Thursday, June 2, 2022
Red Flag in Kilmallock
Season 2, Ep. 1
In this episode after Truce & Treaty Irish separatists have assumed control over much of the country and we go to Ireland's dairying heartland and to the winter farm strikes of the winter of 1921-'22. Very different conditions to the harvest farm strike we looked at in episode one of season one, not only seasonality we are now in an economic slump and things are getting more militant: kidnappings, sabotage, the take-over of Mallow Mills by its workforce and the role of the Irish Republican Army in policing industrial disputes.
Friday, May 27, 2022
The Summer of 22 (Season Two Trailer)
A taster of what is coming in future episodes on popular struggles as the British state slowly withdraws from much of Ireland and a new Irish Free State is established, a wave of workplace occupations and land conflicts resume in late spring & early summer 1922 - a Third Revolution - a new cycle of revolt pushing back against the limitations of the revolutionary outcomes.
Monday, June 7, 2021
Ep 8: The Factory Farm and the Forest Frontier
Season 1, Ep. 8
All about habitat destruction, simplified eco-systems, declining bio-diversity and how this ties in the spread of zoonotic diseases such as Ebola, AIDS, Avian Flu & Swine Flu – looking not just at human impact on nature but at particularly capitalist forms of agriculture & resource extraction and how that form of society determines environmental crises.
Monday, May 31, 2021
Ep 7: Landscape of Lyme.
All about landscape as a historic creation – how what we often think of as ‘nature’ has been shaped by generations of human activity – especially farming.
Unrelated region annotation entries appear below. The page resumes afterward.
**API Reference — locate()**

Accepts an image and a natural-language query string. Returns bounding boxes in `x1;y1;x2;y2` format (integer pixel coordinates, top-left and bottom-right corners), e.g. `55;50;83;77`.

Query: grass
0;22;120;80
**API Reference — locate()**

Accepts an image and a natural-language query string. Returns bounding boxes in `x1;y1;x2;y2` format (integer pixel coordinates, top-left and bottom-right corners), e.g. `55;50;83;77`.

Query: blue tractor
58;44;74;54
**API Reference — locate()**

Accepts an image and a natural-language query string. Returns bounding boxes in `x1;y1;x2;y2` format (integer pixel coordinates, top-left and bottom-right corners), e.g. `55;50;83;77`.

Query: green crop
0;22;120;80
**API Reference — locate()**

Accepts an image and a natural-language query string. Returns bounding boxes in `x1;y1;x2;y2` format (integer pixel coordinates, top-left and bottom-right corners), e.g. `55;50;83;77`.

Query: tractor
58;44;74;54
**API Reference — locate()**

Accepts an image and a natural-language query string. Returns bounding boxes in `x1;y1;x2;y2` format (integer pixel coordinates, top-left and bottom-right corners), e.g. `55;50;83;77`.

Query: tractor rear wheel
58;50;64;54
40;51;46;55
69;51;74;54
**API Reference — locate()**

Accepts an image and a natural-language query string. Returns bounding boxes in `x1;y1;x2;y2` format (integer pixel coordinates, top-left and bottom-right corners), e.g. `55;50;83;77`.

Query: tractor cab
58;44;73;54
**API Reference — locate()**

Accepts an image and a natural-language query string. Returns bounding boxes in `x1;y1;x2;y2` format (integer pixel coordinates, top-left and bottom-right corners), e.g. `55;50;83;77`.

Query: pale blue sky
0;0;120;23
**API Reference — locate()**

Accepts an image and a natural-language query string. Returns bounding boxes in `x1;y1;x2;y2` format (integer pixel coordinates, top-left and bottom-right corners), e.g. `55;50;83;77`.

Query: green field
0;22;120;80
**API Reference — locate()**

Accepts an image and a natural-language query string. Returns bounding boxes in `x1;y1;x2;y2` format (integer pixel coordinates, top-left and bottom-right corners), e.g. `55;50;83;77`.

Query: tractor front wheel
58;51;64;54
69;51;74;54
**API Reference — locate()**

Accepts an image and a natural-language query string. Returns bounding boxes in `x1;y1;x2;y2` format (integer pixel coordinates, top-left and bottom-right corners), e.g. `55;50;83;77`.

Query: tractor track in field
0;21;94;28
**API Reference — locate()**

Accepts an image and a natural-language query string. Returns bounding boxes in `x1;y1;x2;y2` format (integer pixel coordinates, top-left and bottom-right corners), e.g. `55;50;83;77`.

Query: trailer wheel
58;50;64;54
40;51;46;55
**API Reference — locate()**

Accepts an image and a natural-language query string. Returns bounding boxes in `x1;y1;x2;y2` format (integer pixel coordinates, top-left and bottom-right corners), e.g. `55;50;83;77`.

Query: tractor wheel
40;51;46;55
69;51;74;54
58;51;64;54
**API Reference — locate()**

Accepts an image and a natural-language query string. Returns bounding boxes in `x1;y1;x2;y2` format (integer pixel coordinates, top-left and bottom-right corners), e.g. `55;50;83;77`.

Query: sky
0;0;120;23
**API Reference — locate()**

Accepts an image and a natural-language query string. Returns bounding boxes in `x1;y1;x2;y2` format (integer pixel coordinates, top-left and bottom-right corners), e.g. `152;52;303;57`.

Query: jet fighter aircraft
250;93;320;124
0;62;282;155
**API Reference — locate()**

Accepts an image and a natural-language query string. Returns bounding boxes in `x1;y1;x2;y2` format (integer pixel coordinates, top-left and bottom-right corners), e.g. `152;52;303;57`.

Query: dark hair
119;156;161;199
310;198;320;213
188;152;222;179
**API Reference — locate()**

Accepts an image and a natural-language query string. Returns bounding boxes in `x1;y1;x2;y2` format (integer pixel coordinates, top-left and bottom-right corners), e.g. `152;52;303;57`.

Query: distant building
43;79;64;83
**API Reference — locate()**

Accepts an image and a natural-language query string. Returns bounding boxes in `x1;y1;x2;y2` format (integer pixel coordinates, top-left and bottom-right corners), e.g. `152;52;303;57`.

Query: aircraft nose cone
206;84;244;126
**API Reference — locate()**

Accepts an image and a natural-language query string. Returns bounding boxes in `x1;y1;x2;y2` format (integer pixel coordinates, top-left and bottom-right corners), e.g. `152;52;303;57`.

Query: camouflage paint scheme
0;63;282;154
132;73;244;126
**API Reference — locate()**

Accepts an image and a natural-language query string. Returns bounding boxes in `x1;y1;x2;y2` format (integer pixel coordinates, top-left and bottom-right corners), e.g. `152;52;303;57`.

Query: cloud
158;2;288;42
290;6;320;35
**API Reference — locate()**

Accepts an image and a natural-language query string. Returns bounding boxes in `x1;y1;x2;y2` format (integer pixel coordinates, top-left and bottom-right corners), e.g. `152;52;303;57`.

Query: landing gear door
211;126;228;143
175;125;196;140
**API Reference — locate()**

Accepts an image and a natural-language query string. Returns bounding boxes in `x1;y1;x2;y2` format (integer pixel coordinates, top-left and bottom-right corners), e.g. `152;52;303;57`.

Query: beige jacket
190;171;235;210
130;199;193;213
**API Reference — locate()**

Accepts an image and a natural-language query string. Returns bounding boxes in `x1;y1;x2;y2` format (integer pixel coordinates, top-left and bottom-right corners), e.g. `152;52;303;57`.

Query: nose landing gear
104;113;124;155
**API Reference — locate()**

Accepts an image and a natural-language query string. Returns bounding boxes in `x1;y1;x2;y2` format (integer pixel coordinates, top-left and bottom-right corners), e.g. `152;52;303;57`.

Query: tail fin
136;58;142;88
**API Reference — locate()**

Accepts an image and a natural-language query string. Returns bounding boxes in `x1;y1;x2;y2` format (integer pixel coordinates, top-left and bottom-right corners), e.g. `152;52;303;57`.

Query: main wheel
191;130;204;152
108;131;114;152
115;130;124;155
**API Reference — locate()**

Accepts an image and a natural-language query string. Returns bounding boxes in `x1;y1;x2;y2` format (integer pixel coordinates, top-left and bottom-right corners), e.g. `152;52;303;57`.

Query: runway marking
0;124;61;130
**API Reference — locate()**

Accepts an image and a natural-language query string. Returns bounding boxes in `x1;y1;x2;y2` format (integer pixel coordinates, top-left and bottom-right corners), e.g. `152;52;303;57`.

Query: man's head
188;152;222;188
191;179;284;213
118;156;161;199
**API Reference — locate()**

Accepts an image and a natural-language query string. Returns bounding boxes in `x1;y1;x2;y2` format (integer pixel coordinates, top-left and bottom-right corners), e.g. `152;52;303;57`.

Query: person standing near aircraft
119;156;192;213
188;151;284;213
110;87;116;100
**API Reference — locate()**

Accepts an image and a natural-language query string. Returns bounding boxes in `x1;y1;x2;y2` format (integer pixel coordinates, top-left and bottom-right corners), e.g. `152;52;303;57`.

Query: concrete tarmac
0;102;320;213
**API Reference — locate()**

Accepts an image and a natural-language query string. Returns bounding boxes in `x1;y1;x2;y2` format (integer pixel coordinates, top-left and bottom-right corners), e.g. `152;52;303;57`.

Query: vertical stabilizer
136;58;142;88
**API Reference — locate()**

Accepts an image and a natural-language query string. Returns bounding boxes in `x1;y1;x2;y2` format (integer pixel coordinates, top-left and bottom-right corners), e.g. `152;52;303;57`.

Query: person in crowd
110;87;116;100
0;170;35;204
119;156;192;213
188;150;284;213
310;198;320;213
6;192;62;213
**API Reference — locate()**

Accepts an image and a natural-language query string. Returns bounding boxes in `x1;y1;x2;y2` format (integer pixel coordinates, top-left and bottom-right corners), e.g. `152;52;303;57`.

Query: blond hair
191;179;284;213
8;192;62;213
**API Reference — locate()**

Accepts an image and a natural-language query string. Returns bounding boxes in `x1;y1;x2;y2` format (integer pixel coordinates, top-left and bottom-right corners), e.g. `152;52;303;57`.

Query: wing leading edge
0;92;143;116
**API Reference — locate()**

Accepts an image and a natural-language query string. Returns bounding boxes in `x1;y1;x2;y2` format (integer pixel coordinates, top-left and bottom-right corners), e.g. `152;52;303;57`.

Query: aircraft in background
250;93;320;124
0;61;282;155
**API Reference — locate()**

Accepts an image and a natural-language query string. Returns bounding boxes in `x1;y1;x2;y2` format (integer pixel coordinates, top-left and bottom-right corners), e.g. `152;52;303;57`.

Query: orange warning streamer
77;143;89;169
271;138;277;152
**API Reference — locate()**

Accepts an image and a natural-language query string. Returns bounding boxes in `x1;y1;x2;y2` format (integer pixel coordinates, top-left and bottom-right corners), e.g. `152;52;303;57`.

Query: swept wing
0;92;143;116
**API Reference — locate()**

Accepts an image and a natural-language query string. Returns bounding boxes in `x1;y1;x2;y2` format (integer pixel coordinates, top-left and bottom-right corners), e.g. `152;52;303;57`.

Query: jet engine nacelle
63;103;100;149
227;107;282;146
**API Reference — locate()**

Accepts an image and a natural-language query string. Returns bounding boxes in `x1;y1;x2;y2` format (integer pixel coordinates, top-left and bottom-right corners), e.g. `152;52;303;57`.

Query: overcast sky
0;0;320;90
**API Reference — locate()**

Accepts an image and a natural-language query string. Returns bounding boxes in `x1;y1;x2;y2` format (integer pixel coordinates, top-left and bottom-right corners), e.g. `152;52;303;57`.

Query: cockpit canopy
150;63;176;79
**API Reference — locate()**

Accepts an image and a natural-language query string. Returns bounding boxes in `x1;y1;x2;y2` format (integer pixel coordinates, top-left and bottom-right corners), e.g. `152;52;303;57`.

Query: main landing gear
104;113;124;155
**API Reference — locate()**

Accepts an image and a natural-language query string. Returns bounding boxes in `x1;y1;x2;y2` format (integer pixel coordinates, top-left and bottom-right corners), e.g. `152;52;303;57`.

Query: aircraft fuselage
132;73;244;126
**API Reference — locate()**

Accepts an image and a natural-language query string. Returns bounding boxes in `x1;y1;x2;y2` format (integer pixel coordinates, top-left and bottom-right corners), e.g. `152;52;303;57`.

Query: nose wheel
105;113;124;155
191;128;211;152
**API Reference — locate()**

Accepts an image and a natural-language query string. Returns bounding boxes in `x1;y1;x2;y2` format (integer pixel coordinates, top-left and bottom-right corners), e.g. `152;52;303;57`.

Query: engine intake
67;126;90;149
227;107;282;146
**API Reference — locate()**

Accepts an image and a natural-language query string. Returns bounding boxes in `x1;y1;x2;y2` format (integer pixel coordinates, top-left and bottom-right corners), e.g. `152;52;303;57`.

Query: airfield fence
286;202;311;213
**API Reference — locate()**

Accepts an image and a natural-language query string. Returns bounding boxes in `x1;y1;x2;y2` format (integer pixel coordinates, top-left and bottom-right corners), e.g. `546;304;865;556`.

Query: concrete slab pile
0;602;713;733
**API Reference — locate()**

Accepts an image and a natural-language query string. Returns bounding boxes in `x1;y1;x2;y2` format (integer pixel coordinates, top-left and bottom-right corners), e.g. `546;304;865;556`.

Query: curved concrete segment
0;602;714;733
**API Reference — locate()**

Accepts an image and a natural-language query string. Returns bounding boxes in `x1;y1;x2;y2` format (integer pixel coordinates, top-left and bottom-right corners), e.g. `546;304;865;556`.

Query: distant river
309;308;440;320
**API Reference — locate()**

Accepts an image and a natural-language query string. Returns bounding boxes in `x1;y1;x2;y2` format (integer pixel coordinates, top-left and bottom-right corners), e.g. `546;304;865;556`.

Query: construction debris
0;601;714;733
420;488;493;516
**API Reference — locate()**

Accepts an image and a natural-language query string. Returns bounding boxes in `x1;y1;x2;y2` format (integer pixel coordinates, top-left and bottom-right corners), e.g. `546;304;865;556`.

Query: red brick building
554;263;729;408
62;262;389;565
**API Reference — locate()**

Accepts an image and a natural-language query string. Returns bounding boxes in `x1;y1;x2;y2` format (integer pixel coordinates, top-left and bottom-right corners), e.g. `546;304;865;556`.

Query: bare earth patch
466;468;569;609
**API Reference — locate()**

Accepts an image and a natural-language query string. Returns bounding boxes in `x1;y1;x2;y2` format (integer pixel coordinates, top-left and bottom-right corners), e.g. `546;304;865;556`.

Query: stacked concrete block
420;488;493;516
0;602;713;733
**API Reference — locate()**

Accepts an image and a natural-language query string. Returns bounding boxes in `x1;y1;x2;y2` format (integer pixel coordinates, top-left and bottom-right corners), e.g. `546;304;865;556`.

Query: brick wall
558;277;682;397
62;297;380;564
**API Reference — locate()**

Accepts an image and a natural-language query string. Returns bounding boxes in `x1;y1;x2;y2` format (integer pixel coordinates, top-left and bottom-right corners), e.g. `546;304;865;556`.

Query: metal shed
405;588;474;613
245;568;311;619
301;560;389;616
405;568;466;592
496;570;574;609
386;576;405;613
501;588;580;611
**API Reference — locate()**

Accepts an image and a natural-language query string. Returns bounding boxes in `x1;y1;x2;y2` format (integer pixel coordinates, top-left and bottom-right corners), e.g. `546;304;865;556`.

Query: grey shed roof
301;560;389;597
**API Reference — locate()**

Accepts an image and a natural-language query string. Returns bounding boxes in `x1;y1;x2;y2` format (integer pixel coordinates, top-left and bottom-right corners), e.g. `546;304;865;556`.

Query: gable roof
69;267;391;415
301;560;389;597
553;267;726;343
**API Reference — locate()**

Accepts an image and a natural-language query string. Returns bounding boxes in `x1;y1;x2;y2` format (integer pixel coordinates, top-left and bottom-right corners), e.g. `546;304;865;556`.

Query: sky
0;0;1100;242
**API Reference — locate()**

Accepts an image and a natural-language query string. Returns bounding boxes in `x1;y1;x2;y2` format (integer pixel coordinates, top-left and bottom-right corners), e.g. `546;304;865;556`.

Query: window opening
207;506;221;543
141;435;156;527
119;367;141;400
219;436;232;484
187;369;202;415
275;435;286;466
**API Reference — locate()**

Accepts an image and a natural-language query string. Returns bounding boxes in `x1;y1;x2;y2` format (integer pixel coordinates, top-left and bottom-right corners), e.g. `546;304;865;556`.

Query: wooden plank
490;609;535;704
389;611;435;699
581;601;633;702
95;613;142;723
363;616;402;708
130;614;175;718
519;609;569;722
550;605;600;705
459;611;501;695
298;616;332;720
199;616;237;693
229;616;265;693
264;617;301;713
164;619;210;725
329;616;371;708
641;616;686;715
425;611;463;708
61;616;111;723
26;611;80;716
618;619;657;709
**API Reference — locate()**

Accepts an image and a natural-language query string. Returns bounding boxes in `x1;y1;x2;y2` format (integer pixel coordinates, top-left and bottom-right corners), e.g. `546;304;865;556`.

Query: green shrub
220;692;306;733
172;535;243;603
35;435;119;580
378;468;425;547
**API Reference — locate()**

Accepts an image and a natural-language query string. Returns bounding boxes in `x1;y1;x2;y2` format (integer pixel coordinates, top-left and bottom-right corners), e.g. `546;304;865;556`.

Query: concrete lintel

Changing land uses impact on eco-systems and helps spread zoonotic diseases – that’s diseases that come to us from animals – like Covid, AIDS, Ebola, Avian Flu. This episode particularly focuses on lyme and the relationship between lyme and suburbanisation in the US.
Monday, April 12, 2021
Ep 6: In Dublin County In 1913.
Starting in the summer just before the famous Lock-Out of 1913 was a movement of farm workers in the rural parts of Dublin – back then the countryside went in as far as Crumlin. So this is Dublin in 1913, but not the Dublin of trams and tenements— this is the Dublin of bullocks and brassicas. Dublin had its own particular agricultural industry with a strong presence of market gardening. The main centres of the movement included Clondalkin and Swords. Also coming into the story is the farmers’ leader Andrew Kettle, who was the father of Tom Kettle, and who had a long career in public life going back to the Tenants’ Right League of the 1850s.